Until now, she had not dared to return to the secret grave site. Many members of civil defence patrols who carried out atrocities at the military's behest still live among the communities they once terrorised.

Many military leaders who directed the war remain powerful - including former dictator Gen Efrain Rios Montt, who today heads one of the largest parties in the legislature.

Rios Montt has repeatedly denied ordering the hundreds of massacres documented during his 1982-83 tenure and has even questioned whether they took place. Forensic workers, lawyers and activists seeking to uncover war crimes have also faced repeated threats and several have been killed.

But thanks in part to an infusion of foreign funds, private forensic teams and organisations dedicated to helping indigenous peoples have expanded their efforts to file claims with the state to authorise exhumations.

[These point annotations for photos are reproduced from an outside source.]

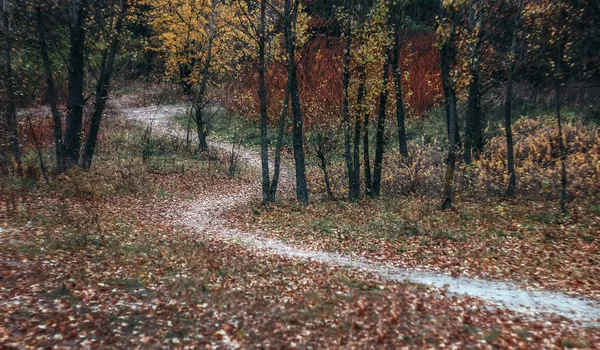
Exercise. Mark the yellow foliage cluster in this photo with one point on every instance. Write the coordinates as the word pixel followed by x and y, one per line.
pixel 537 161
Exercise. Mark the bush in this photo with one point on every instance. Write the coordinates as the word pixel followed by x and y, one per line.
pixel 536 157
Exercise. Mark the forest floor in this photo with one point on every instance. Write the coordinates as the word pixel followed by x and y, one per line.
pixel 142 255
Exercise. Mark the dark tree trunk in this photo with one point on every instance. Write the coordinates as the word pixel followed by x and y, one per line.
pixel 56 117
pixel 262 93
pixel 352 195
pixel 561 143
pixel 11 108
pixel 102 85
pixel 323 165
pixel 75 101
pixel 357 132
pixel 400 114
pixel 201 129
pixel 510 153
pixel 199 98
pixel 380 135
pixel 277 160
pixel 473 133
pixel 447 61
pixel 297 136
pixel 366 157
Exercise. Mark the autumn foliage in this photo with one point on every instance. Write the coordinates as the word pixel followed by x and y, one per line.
pixel 321 85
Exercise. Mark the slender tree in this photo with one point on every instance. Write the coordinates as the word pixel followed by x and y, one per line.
pixel 51 91
pixel 75 100
pixel 106 70
pixel 512 59
pixel 380 134
pixel 473 133
pixel 397 19
pixel 350 168
pixel 11 109
pixel 448 56
pixel 290 17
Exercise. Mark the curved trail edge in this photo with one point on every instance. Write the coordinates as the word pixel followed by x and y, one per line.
pixel 205 215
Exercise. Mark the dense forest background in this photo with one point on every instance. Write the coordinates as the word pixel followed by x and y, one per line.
pixel 299 173
pixel 424 82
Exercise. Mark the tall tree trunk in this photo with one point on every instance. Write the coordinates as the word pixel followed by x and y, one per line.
pixel 199 98
pixel 352 195
pixel 102 85
pixel 56 117
pixel 366 157
pixel 447 61
pixel 11 108
pixel 201 129
pixel 473 134
pixel 561 143
pixel 277 160
pixel 262 93
pixel 357 132
pixel 510 153
pixel 400 114
pixel 380 135
pixel 75 101
pixel 290 17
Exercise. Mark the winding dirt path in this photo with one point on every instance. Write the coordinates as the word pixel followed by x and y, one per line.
pixel 205 217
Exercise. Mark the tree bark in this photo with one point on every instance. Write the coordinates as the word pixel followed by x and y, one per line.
pixel 262 93
pixel 277 160
pixel 561 143
pixel 102 85
pixel 357 132
pixel 56 117
pixel 11 108
pixel 290 17
pixel 400 113
pixel 75 101
pixel 352 195
pixel 366 157
pixel 379 137
pixel 201 129
pixel 447 61
pixel 510 153
pixel 473 134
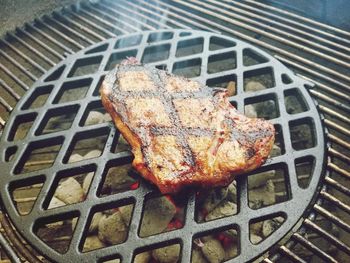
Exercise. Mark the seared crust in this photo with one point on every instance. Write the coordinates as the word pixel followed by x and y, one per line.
pixel 181 132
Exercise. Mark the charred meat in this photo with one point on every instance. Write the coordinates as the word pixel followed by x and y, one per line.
pixel 182 132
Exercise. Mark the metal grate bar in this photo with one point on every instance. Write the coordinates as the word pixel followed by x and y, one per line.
pixel 304 19
pixel 40 43
pixel 318 66
pixel 68 39
pixel 333 113
pixel 45 35
pixel 292 20
pixel 286 35
pixel 306 243
pixel 340 155
pixel 330 90
pixel 334 102
pixel 88 31
pixel 94 25
pixel 335 201
pixel 35 51
pixel 7 106
pixel 336 127
pixel 336 220
pixel 10 90
pixel 117 30
pixel 19 66
pixel 339 170
pixel 337 185
pixel 25 57
pixel 341 245
pixel 339 141
pixel 165 10
pixel 14 77
pixel 190 21
pixel 125 14
pixel 128 27
pixel 228 18
pixel 129 10
pixel 152 13
pixel 286 53
pixel 287 252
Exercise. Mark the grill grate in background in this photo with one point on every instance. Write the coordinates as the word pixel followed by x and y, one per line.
pixel 325 64
pixel 54 147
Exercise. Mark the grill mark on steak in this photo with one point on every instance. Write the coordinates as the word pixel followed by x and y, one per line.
pixel 181 132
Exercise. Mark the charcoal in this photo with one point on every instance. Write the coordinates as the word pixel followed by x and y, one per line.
pixel 75 158
pixel 213 251
pixel 126 212
pixel 231 88
pixel 94 222
pixel 232 192
pixel 254 86
pixel 249 111
pixel 143 257
pixel 158 214
pixel 214 198
pixel 225 208
pixel 255 239
pixel 169 254
pixel 117 178
pixel 87 182
pixel 95 117
pixel 231 251
pixel 112 229
pixel 262 196
pixel 92 154
pixel 260 179
pixel 55 202
pixel 92 243
pixel 70 191
pixel 198 257
pixel 270 226
pixel 256 228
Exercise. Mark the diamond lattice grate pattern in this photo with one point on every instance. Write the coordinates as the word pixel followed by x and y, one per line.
pixel 190 54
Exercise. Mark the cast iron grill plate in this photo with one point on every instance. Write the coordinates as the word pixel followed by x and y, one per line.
pixel 209 58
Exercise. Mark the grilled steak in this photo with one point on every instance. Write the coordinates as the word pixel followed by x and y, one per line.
pixel 181 132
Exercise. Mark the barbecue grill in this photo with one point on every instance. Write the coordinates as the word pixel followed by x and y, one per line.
pixel 56 65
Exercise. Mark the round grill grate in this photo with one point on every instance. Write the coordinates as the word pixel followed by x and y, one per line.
pixel 51 125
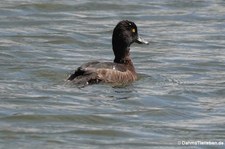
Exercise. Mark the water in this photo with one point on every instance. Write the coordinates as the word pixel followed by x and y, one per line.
pixel 180 95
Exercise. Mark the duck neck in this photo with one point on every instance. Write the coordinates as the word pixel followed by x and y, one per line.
pixel 125 59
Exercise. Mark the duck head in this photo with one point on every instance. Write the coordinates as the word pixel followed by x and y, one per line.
pixel 124 34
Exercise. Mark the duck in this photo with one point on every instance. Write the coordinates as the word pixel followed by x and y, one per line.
pixel 121 71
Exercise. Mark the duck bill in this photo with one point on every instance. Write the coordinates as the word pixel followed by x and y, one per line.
pixel 141 41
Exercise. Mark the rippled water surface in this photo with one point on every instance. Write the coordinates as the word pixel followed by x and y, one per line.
pixel 180 94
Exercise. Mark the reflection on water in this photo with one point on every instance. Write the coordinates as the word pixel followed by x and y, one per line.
pixel 179 95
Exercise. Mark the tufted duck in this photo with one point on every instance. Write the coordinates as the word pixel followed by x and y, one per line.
pixel 122 70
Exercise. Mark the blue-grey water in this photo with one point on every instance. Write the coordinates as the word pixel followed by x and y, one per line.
pixel 179 97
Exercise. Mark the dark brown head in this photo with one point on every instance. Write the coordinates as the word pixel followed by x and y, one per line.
pixel 124 34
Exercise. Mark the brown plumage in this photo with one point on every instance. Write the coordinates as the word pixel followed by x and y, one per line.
pixel 122 70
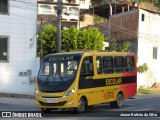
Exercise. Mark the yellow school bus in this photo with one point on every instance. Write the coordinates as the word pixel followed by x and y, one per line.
pixel 82 79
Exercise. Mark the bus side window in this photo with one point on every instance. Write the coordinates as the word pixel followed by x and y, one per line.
pixel 119 64
pixel 87 66
pixel 129 64
pixel 108 65
pixel 99 65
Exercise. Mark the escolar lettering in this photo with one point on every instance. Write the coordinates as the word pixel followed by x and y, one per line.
pixel 61 58
pixel 113 81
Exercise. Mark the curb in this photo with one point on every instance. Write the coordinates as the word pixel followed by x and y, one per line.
pixel 14 95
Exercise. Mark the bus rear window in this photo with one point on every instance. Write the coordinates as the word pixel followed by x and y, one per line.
pixel 119 64
pixel 129 64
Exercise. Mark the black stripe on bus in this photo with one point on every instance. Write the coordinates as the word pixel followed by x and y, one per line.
pixel 89 83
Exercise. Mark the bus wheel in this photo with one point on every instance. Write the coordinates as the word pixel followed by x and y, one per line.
pixel 81 106
pixel 46 110
pixel 118 103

The campaign also received a boost in 2004 when the newly elected president, Oscar Berger, publicly apologised to the victims of wartime atrocities on behalf of the government. He has established a commission to compensate them as well as help fund some of the forensic work this year.

Back in the late 1990s, noted Fredy Peccerelli, head of the Guatemalan Forensic Anthropology Foundation, his organisation was a tiny outfit able to conduct only some 10 exhumations a year. This year his staff of 80 has already reached 120 sites. They expect to recover about 450 bodies by the end of this year, and about 1,000 a year in the near future.

Even so, at that rate it will take decades to recover even a fraction of the total number of victims.

Finding and identifying the 40,000 who went missing is an even greater challenge. Many were pulled off buses or back roads and taken to military bases far from their home provinces to be tortured by interrogators.

Of the 650 bodies Peccerelli's group has recovered from exhumations at military bases, only 220 have been identified.

The rest are being stored in stacks of cardboard boxes at the foundation's headquarters, awaiting a new initiative to collect and compare DNA samples, from victims and their relatives, that Peccerelli hopes to begin soon.